Search Experiment Papers from Google’s Mad Scientists
We’re not often given too much insight directly into how a search engine like Google might check on the quality of their search results, and the algorithms that achieve those results. When we are, it can be interesting to look at some of the processes that their researchers might use, the assumptions that they follow, and the conclusions that they find.
What kinds of experiments would you perform if you were from one of the major search engines, and you wanted to compare two different algorithms that provided similar quality search results?
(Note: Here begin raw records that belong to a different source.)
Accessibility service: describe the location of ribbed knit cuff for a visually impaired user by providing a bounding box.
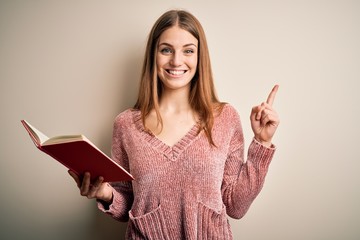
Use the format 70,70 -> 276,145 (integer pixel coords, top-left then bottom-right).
247,138 -> 276,168
96,189 -> 129,221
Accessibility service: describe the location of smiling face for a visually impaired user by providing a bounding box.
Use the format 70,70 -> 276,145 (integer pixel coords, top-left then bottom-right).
156,26 -> 198,91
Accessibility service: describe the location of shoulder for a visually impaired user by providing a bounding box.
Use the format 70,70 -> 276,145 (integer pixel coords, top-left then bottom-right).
114,108 -> 140,128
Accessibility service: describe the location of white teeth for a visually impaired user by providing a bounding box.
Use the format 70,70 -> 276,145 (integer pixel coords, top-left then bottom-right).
169,70 -> 185,75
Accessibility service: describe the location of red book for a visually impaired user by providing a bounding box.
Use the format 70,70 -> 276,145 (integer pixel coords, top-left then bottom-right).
21,120 -> 133,182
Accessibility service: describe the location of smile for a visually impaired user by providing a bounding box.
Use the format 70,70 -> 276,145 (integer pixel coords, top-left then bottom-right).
166,70 -> 187,76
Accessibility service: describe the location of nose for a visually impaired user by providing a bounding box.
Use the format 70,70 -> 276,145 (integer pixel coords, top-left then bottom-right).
170,52 -> 183,67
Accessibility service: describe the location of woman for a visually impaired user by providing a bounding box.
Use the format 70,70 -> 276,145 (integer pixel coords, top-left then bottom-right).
70,10 -> 279,239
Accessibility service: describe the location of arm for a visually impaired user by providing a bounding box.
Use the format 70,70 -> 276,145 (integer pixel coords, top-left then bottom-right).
97,114 -> 133,221
222,139 -> 275,219
69,114 -> 133,221
222,85 -> 279,218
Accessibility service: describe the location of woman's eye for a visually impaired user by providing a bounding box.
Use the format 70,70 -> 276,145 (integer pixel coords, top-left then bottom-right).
160,48 -> 172,54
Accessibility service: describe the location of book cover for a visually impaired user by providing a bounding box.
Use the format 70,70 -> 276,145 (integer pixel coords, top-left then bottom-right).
21,120 -> 133,182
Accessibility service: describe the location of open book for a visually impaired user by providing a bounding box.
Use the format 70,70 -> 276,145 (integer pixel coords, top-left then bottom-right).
21,120 -> 133,182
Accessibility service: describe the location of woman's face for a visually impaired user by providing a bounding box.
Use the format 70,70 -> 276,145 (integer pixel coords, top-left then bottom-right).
156,26 -> 198,90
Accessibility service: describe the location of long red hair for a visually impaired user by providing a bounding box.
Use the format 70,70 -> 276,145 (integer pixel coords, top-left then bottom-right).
134,10 -> 223,146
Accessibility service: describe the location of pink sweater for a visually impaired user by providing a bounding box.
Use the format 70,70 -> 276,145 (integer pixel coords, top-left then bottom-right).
98,105 -> 275,239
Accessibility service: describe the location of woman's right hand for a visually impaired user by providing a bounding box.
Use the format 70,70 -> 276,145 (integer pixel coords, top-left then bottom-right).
68,170 -> 113,204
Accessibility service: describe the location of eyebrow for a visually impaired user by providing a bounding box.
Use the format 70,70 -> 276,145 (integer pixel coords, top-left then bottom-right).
159,42 -> 197,48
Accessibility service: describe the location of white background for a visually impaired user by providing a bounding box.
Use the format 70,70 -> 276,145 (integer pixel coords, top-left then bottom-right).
0,0 -> 360,240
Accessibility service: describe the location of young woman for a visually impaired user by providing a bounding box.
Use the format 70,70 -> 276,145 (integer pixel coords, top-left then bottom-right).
70,10 -> 279,239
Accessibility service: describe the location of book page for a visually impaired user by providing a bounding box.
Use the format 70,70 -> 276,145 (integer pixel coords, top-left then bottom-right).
24,120 -> 49,144
42,135 -> 86,146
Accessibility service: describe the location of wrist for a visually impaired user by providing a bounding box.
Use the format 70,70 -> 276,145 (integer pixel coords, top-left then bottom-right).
254,137 -> 272,147
98,183 -> 114,204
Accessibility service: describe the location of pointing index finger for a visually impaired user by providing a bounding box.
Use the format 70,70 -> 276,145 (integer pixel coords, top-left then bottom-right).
266,85 -> 279,106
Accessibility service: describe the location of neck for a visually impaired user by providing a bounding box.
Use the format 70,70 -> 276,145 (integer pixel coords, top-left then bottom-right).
160,86 -> 191,113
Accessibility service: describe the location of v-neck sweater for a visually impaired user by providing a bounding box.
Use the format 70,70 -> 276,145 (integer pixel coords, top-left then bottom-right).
98,104 -> 275,239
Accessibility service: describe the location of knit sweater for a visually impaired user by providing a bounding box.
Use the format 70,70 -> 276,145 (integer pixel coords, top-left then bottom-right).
98,104 -> 275,239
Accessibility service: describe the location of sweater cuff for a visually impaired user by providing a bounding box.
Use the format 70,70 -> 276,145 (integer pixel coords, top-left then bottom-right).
248,138 -> 276,168
96,189 -> 126,217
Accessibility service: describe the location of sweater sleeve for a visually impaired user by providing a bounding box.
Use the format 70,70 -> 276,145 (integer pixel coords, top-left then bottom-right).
97,112 -> 133,222
222,107 -> 275,219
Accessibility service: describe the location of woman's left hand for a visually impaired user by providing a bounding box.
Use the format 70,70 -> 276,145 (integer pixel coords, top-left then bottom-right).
250,85 -> 280,147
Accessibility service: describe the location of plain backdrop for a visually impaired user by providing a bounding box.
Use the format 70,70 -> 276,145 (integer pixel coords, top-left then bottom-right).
0,0 -> 360,240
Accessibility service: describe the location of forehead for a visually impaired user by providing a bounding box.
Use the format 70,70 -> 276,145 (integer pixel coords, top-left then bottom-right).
159,26 -> 198,46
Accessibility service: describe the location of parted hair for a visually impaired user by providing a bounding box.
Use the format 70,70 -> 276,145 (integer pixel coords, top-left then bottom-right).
134,10 -> 223,146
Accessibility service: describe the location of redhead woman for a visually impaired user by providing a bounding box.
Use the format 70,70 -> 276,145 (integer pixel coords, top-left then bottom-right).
69,10 -> 279,239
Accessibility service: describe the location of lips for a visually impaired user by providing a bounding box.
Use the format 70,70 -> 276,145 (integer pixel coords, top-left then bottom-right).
166,69 -> 187,76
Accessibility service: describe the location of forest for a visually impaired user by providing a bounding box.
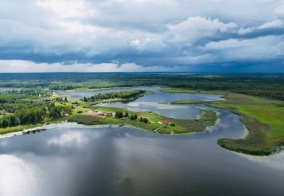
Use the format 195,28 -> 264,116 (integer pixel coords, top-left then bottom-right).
0,89 -> 72,128
84,90 -> 146,102
0,73 -> 284,100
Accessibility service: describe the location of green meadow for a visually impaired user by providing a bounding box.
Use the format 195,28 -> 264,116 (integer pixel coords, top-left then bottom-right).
167,89 -> 284,155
Or you wanted to learn more about how people use the search engine, and if small changes might impact that use?
A couple of recent papers from Google describe experiments that the search engine performed.
Search Task Time and Searcher Satisfaction
A paper presented by a couple of Google researchers at this year’s SIGIR 2009 conference describes one experiment that Google used where they assigned search-related tasks to a number of paid participants and timed how long it took those partipants to complete those tasks, using two different search algorithms.
The paper, Evaluating Web Search Using Task Completion Time (pdf), asked users to look for answers to questions such as the following:
Example Task #1:
I once heard a song in the ending credits from a movie about a group of young lawyers or college students from back in the 80’s. Jami Gertz and Kirk Cameron were stars in this movie. I think the song is called “Forever Young” but I want to know what the movie is called and who sings the song.
Example Task #2:
I’m trying to find out what Washington State governor served the shortest term in the past hundred years.
These questions, or tasks, were compiled by asking 150 people to describe difficult tasks finding information online that they had recently attempted to perform. From those descriptions, the researchers came up with 100 tasks which were then assigned to 200 other paid participants. The 200 were randomly split into two groups of 100 each, and one group was assigned Search Algorithm A, and the other group used Search Algorithm B.
The 200 users each were to go through all the tasks, one at a time, and keep searching until they either felt that they had found the answer, or until they reached a point where they believed that a typical searcher would have given up. At the start of each task, they would click on a “start searching button,” and when they completed, they would click on a “finish searching” button.
In addition to recording the time it took each person to complete a task, the searchers were asked to indicate how satisfied they were with their search experience with each task by indicating their level of satisfaction with the following choices:
1) Very Dissatisfied
5) Very Satisfied
If you were to guess that the longer it took someone to complete a task, the less satisfied they were with the experience they had in searching for answers, you would be correct.
We aren’t told much about the differences between Search Algorithm A, or Search Algorithm B in the paper, but we are told that it did take searchers between 1 percent and 17 percent longer to complete the same task on Algorithm B than it did on Algorithm A, which could be considered significant.
Google Speed Experiment
Google also recently reported on an experiment where they introducted slight delays in how long it took search results to load for searchers, to see if those delays influenced how people would react to longer times. the paper is Speed Matters for Google Web Search (pdf).
We’re not told how many people were involved in this experiment, though it seems that the people who participated probably weren’t aware that they were participants. Two groups were chosen – one impacted by delays and a control group, and the experiment seems to have been done in two parts (with different groups of users), each over a 6 week period of time where searchers were subjected to a delay of either 200 milliseconds (ms) or 400 ms, and then a period of 5 weeks after the delay was removed.
Not surprisingly, people who face delays started searching less. People who were subjected to the longer delays (400 ms) continued to search less in the five weeks after the delays were removed.
I’ve heard of other experiments from Google on how they have make slight changes to what they present to users to see what kind of impact those changes might have, such as increasing the font sizes shown to viewers on Google Maps, or moving the display of the Map shown in Google Maps results from one side of the page to another.
Chances are that if you use one of the major search engines its possible that you may have been subjected to one experiment or another at some point, without even knowing it.
Testing and measuring the impact of those tests is something that every web site owner should consider doing.
If you run a site, what have you learned about your web site, and the way that people use it recently?